ORISTANO. Come benvenuto a Torregrande non è certo il massimo. È il complesso formato dai vecchi bagni pubblici, uno dei quali trasformato in bancomat, e dall’edicola. Per quest’ultima il destino è segnato: sarà demolita. Sulla carta, il chiosco lì non dovrebbe proprio esserci, dato che le ricerche dell’ufficio tecnico hanno accertato «che non sono stati rilasciati titoli per la sua realizzazione». Invece c’è ed essendo chiusa e abbandonata da anni: «C’è il pericolo di crollo di porzioni di ferro arrugginito, spuntoni e lampade pericolanti ai danni della pubblica via», scrivono i tecnici del Comune dopo un sopralluogo svolto il 27 giugno.
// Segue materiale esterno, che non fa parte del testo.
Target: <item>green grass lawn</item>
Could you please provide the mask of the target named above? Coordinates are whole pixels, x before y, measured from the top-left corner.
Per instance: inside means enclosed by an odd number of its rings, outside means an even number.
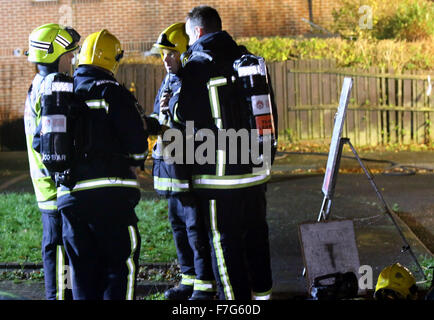
[[[173,262],[176,250],[166,200],[142,200],[136,207],[142,237],[140,262]],[[35,196],[0,194],[0,262],[41,262],[42,223]]]

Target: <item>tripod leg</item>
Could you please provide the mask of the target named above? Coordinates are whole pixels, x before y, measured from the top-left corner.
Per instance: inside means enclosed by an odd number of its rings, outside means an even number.
[[[413,250],[411,249],[410,245],[408,244],[407,239],[404,236],[404,233],[402,232],[401,228],[399,227],[399,225],[397,224],[395,218],[393,217],[394,213],[393,211],[389,208],[389,206],[387,205],[386,201],[383,198],[383,195],[381,194],[380,190],[377,188],[377,185],[375,184],[374,178],[371,175],[371,173],[369,172],[369,170],[365,167],[365,165],[363,164],[362,160],[360,159],[359,155],[357,154],[356,149],[354,149],[353,145],[351,144],[350,140],[347,139],[345,141],[345,143],[348,143],[348,145],[351,148],[351,151],[354,153],[354,155],[357,158],[357,161],[359,162],[360,166],[362,167],[363,171],[365,172],[366,176],[368,177],[369,182],[371,183],[372,187],[375,190],[375,193],[377,194],[378,198],[380,199],[380,201],[383,203],[383,207],[387,213],[387,215],[389,216],[390,220],[392,220],[392,223],[395,225],[396,229],[398,230],[399,235],[402,238],[402,241],[404,242],[405,248],[409,251],[411,257],[413,258],[414,262],[416,262],[416,265],[420,271],[420,273],[422,273],[422,276],[424,278],[424,280],[427,280],[425,273],[423,272],[422,267],[419,264],[419,261],[417,260],[416,256],[414,255]]]
[[[331,204],[332,204],[331,199],[328,199],[327,196],[324,196],[324,199],[323,199],[322,204],[321,204],[321,209],[319,211],[317,222],[320,222],[321,218],[323,220],[327,220],[328,215],[330,213]],[[327,207],[327,209],[324,211],[324,209],[326,207]],[[303,268],[302,276],[303,277],[306,276],[306,268]]]
[[[332,201],[329,199],[329,201],[327,203],[327,210],[324,213],[324,220],[327,220],[329,218],[331,207],[332,207]]]
[[[327,203],[330,203],[330,201],[327,201],[327,200],[328,200],[328,198],[327,198],[327,196],[325,196],[324,199],[323,199],[323,201],[322,201],[322,204],[321,204],[321,209],[319,211],[317,222],[320,222],[321,218],[323,218],[324,220],[326,220],[326,214],[328,214],[329,209],[330,209],[330,205],[327,204]],[[325,209],[326,205],[327,205],[328,209],[325,212],[324,209]]]

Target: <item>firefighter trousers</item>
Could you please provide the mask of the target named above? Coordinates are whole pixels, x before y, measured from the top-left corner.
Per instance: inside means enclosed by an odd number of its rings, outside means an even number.
[[[265,189],[201,198],[220,300],[270,299],[272,274]]]
[[[68,288],[68,258],[62,239],[62,216],[56,211],[43,212],[41,253],[44,266],[45,298],[47,300],[70,300]]]
[[[133,208],[61,210],[74,300],[134,300],[141,238]],[[131,217],[116,221],[113,216]]]
[[[169,221],[182,273],[181,283],[194,290],[215,291],[211,253],[197,201],[191,194],[168,198]]]

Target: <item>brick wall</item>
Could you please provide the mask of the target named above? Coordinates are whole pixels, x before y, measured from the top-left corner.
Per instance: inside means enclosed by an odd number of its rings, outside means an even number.
[[[312,0],[315,23],[331,19],[338,0]],[[25,51],[29,33],[44,23],[72,25],[84,39],[107,28],[126,51],[144,51],[168,25],[184,21],[196,5],[215,7],[223,28],[234,37],[303,34],[310,27],[308,0],[0,0],[0,123],[21,118],[34,67],[15,49]],[[4,139],[5,137],[1,138]],[[1,141],[0,141],[1,142]]]

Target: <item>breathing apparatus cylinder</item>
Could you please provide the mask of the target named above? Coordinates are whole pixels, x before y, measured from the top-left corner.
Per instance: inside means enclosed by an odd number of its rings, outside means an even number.
[[[242,109],[246,112],[248,127],[258,133],[260,150],[265,142],[276,142],[270,86],[264,58],[245,54],[235,60],[233,68]]]
[[[73,79],[54,73],[46,79],[41,95],[41,156],[50,172],[67,170],[73,157],[70,109],[73,103]]]

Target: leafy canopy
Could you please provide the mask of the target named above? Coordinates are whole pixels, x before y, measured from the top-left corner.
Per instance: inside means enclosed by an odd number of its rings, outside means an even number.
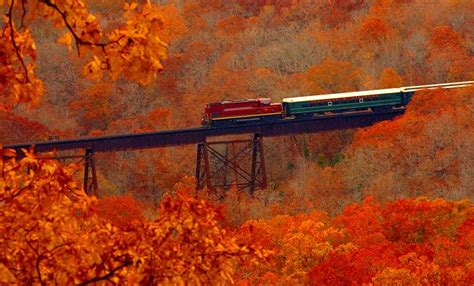
[[[0,156],[14,156],[1,150]],[[4,157],[5,156],[5,157]],[[12,284],[126,285],[231,283],[237,263],[268,252],[238,243],[219,212],[181,188],[159,216],[125,225],[102,219],[72,175],[73,165],[35,158],[2,159],[0,277]]]
[[[163,20],[158,8],[146,1],[124,4],[124,23],[105,32],[84,0],[0,0],[6,10],[0,34],[0,104],[35,105],[44,94],[44,84],[36,76],[36,44],[30,24],[38,18],[51,21],[65,33],[58,42],[88,62],[83,74],[90,79],[109,75],[149,84],[163,69],[167,44],[160,38]]]

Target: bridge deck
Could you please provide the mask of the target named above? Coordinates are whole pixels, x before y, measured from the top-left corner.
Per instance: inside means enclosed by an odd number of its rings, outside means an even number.
[[[348,129],[370,126],[378,121],[392,119],[404,110],[388,112],[363,112],[315,117],[311,119],[286,119],[275,122],[258,122],[246,125],[225,127],[199,127],[158,132],[112,135],[101,137],[78,138],[57,141],[31,142],[6,145],[3,148],[15,149],[34,145],[36,152],[62,151],[91,148],[94,152],[109,152],[132,149],[147,149],[167,146],[196,144],[213,136],[232,134],[260,133],[264,137],[284,136],[300,133],[317,133],[322,131]]]

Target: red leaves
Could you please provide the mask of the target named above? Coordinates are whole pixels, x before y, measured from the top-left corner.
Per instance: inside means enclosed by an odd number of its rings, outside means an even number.
[[[98,213],[100,217],[122,229],[126,229],[133,222],[145,220],[143,216],[143,203],[140,203],[131,195],[100,199]]]
[[[351,62],[325,59],[308,71],[312,93],[332,93],[359,90],[362,71]]]
[[[225,284],[232,282],[238,263],[255,264],[268,256],[238,244],[219,226],[219,214],[209,203],[183,191],[166,196],[157,218],[149,221],[130,196],[97,205],[73,181],[72,167],[32,153],[1,166],[2,282]]]
[[[426,198],[397,200],[384,207],[368,199],[350,206],[336,222],[343,223],[356,248],[329,255],[311,270],[310,278],[314,285],[468,285],[474,245],[466,245],[460,232],[474,231],[473,210],[467,201]]]
[[[368,16],[360,27],[360,36],[367,44],[381,43],[389,37],[390,27],[379,17]]]
[[[433,48],[446,50],[462,47],[464,40],[452,27],[441,26],[433,29],[429,43]]]
[[[396,70],[385,68],[380,77],[378,88],[394,88],[403,86],[403,80]]]
[[[146,85],[163,70],[167,44],[160,37],[170,40],[172,37],[169,31],[163,31],[161,13],[168,11],[158,10],[150,2],[139,7],[137,2],[126,3],[123,12],[126,23],[108,33],[102,31],[84,1],[9,2],[11,5],[0,1],[2,8],[9,6],[0,35],[0,104],[13,106],[24,102],[34,106],[44,94],[43,81],[36,78],[36,44],[26,27],[37,18],[49,19],[55,28],[67,30],[59,43],[69,49],[74,43],[79,55],[89,56],[83,73],[91,79],[108,74],[112,79],[124,76]],[[20,27],[15,27],[15,22],[21,22]],[[166,23],[170,22],[179,26],[175,30],[177,34],[185,32],[182,20],[167,19]]]
[[[239,239],[273,249],[270,265],[244,268],[244,282],[313,285],[469,285],[474,205],[373,198],[324,213],[249,221]]]
[[[46,126],[11,111],[0,110],[0,143],[46,140],[50,131]]]

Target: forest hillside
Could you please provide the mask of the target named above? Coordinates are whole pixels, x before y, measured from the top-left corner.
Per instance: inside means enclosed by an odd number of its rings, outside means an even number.
[[[474,2],[0,0],[0,145],[197,127],[206,103],[474,80]],[[1,149],[0,284],[472,285],[474,87],[264,138],[268,187],[196,146],[83,166]],[[243,138],[243,137],[239,137]],[[226,137],[231,140],[232,138]]]

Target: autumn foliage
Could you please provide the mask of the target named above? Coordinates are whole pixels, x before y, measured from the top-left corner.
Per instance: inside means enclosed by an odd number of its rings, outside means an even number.
[[[471,285],[474,206],[424,197],[367,198],[328,218],[309,214],[249,221],[242,241],[274,250],[249,269],[250,285]]]
[[[196,127],[227,99],[474,80],[471,0],[125,2],[0,0],[0,145]],[[80,167],[0,148],[0,284],[473,285],[473,95],[265,138],[253,195],[176,184],[192,145],[96,152],[100,198]]]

Gli accertamenti portarono alla recinzione del fabbricato abusivo con le immancabili transenne, ma ora si è deciso di risolvere il problema alla radice. Un proprietario vero e proprio non esiste più: la cooperativa Edicolandia, che l’aveva acquisita nel 2005, è in liquidazione dal 2016. Per questo il dirigente comunale Giuseppe Pinna ha ordinato al liquidatore di demolire l’edicola entro novanta giorni. Se non dovesse accadere, interverrebbe direttamente il Comune, per poi rivalersi sulla società, a cui saranno addebitate anche le tariffe per l’occupazione del suolo pubblico con le transenne. (dav.pi.)